Thursday, 28 March 2019: 9:20 AM
Stephen Clark, Ph.D. , Business & Social Sciences, Dalhousie University, Truro, NS, Canada
The effect of climate change is expected to have a significant impact on production of agriculture products. This has led to renewed interest in estimating agricultural production that includes climate factors as well as the more traditional approach including economic and agronomic factors.

This study estimates grain (composite of wheat, barley, oats and rye) production, yield and area response to economic, rotational and climate factors for 15 cropping districts in Saskatchewan from 1976-2017. The theoretical model is a multi-product supply function. Prices included in the model include grains and oil seeds price indexes, a pesticide price index and fertilizer price index. Climate factors studied include monthly growing season (May-September) precipitation and average temperature for weather stations in each of the cropping districts. Agronomic factors include spring moisture, and two-year lags of grains, oil seeds and summer fallow area reflecting a three year crop rotation common in the area. All other variables are from the Statistics Canada database CANSIM.

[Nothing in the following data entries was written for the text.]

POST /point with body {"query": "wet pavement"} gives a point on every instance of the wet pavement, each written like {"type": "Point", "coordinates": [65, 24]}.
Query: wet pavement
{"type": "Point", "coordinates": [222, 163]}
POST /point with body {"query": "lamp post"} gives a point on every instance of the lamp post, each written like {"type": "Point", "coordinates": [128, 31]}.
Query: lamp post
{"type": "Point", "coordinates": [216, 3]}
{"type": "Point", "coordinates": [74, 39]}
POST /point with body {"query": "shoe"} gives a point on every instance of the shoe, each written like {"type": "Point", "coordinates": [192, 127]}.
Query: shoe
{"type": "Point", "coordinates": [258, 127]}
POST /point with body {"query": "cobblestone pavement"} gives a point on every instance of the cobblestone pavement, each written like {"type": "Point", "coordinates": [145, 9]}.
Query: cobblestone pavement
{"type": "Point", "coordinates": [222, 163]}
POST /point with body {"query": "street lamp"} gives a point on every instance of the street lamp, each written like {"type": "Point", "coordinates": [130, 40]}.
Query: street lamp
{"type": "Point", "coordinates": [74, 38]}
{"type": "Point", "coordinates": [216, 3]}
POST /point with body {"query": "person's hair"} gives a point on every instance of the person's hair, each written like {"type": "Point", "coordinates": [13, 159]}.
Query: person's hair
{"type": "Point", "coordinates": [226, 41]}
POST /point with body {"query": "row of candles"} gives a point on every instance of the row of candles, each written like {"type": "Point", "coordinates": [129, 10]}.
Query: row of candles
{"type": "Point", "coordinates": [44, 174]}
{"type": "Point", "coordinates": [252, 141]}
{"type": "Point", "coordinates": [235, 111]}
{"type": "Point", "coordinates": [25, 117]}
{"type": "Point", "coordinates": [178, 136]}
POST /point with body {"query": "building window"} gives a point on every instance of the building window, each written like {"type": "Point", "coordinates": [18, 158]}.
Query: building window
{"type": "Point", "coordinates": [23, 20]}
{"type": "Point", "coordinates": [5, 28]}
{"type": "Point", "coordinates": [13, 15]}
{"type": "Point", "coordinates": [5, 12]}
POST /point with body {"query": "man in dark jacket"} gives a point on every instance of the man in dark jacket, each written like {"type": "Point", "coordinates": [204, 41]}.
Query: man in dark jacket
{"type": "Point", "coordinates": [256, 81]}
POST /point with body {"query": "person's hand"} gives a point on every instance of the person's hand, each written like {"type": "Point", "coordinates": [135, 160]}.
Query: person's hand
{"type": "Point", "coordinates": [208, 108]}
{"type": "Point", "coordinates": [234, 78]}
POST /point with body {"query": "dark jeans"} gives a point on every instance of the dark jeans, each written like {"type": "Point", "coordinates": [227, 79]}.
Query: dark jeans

The econometric model generalizes the fixed effects least squares dummy variable panel model by including contemporaneous correlations among errors of cropping districts. We do this because our data have a large time series dimension (41 years) compared to a cross-sectional dimension (15 cropping districts). Using the production identity production=yield*area, we estimate production yield and area as a simultaneous system rather than as individual components. We estimate a double log (Cobb-Douglas) form of the model supply function. This is more efficient than individual estimation commonly undertaken because it exploits full information. Climate variables capture monthly growing season first and second moment effects, so that mean and variance and co-variance effects of temperature and precipitation are captured. Monthly contemporaneous and dynamic interaction effects are included. This results in 45 parameter estimates capturing climate effects on grain production in Canada.

We compute marginal monthly temperature and precipitation elasticities evaluated at the monthly geometric mean of the data. Our results support the notion that the effect of climate on production, yield and area of grains in Saskatchewan depends on highly complicated growing season monthly impacts of mean temperature and monthly precipitation. No general predictions concerning the outcome of climate change effects can be determined without more detailed information.

Precipitation had a larger impact on production than temperature, indicating climate change forecasts that include precipitation and temperature changes that are critical to understanding how climate change could impact grain production in Saskatchewan.